The Surfer
The Indian Premier League has been shopping for players; India’s cricketers have been shopping for clothes
Sachin Tendulkar, Harbhajan Singh and Yuvraj Singh turned heads on trendy Oxford St when they walked into the Ed Hardy store in Paddington. In the end, the men, who play Australia on Sunday at the SCG, left with a whopping bill of A$9120.
The IPL will make the Packer years look like a storm in a teacup, writes Peter Roebuck in the Sydney Morning Herald .
Cricket is undergoing a radical change, the second in its history. Far from being a passing phase, the franchise system launched in India recently will spread. Before long, Pakistan, South Africa, the West Indies and Sri Lanka will have their own franchises in place. Within a decade the entire structure of cricket will have changed beyond recognition.
Long tresses, spiked hair, ear studs, shaved chests - ever since the Indian Under-19 cricketers in Malaysia heard their matches would be shown live on TV back home, they've gone into overdrive enhancing their appearances
Just before a batsman is about to go onto the field, he gets a few last-minute instructions from a teammate. Along with the usual ‘stay cool, play your natural game,’ there is a small bit of advice delivered in half-jest. “And don’t forget to take off your helmet when you complete your 50. How else can everyone at home see your new hairstyle?” he sniggers.

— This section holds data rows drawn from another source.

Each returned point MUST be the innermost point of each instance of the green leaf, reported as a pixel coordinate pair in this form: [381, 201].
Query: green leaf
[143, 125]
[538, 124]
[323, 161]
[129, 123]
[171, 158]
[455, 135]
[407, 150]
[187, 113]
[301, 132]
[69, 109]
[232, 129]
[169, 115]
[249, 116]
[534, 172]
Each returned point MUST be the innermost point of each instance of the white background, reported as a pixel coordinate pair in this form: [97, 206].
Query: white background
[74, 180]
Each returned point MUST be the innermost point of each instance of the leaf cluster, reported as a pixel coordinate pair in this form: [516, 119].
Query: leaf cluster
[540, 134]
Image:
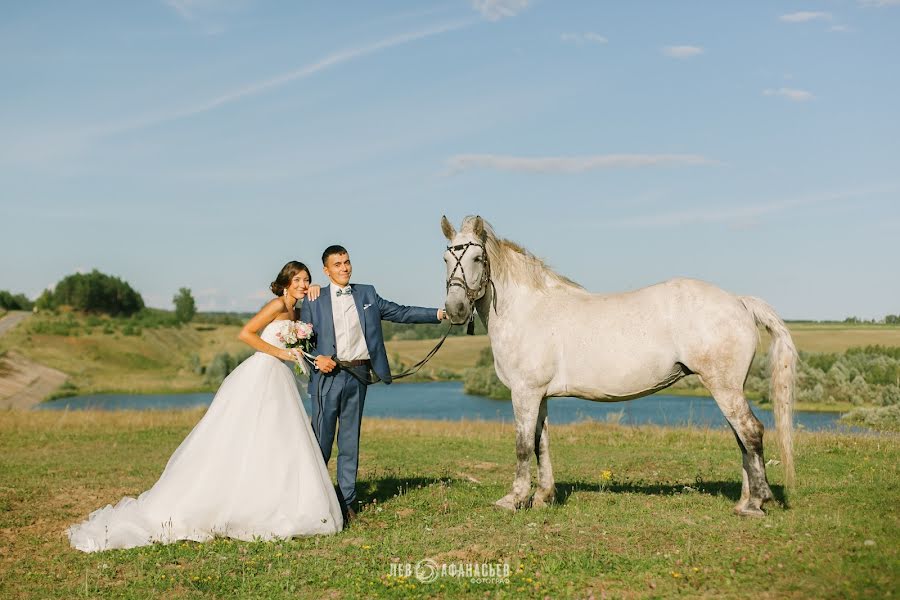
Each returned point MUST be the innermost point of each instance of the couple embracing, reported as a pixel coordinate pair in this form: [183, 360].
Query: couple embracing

The Indian Premier League auctions felt “grubby” for the Age’s Greg Baum, who asks who will care about the tournament?
Sport is at its best when spectators feel that players share their cause. IPL cricketers will have time only to learn to love their pay clerks and their first-class seats on the first flight out. The usual tired arguments have been advanced about how sportsfolk have only a small window of opportunity and cannot be blamed for making the most of it. But it is not as if any of yesterday's stock was facing a life of destitution.
It defied cricketing logic that Yusuf Pathan was sold for more than Ponting, that someone like Ishant Sharma, the flavour of the day but very much a greenhorn still, came in at close to a million dollars.
The bids have begun in the Indian Premier League auction, with vast sums of money exhanging hands while franchises scramble to outbid each other for the Dhonis, Symonds and Dravids of the world
Madley, an auctioneer with Dreweatts, the British firm, will handle today's sale of 79 cricketers to the eight franchises in the Indian Premier League (IPL), the new Twenty20 competition that will start on April 18, and anticipation has become feverish.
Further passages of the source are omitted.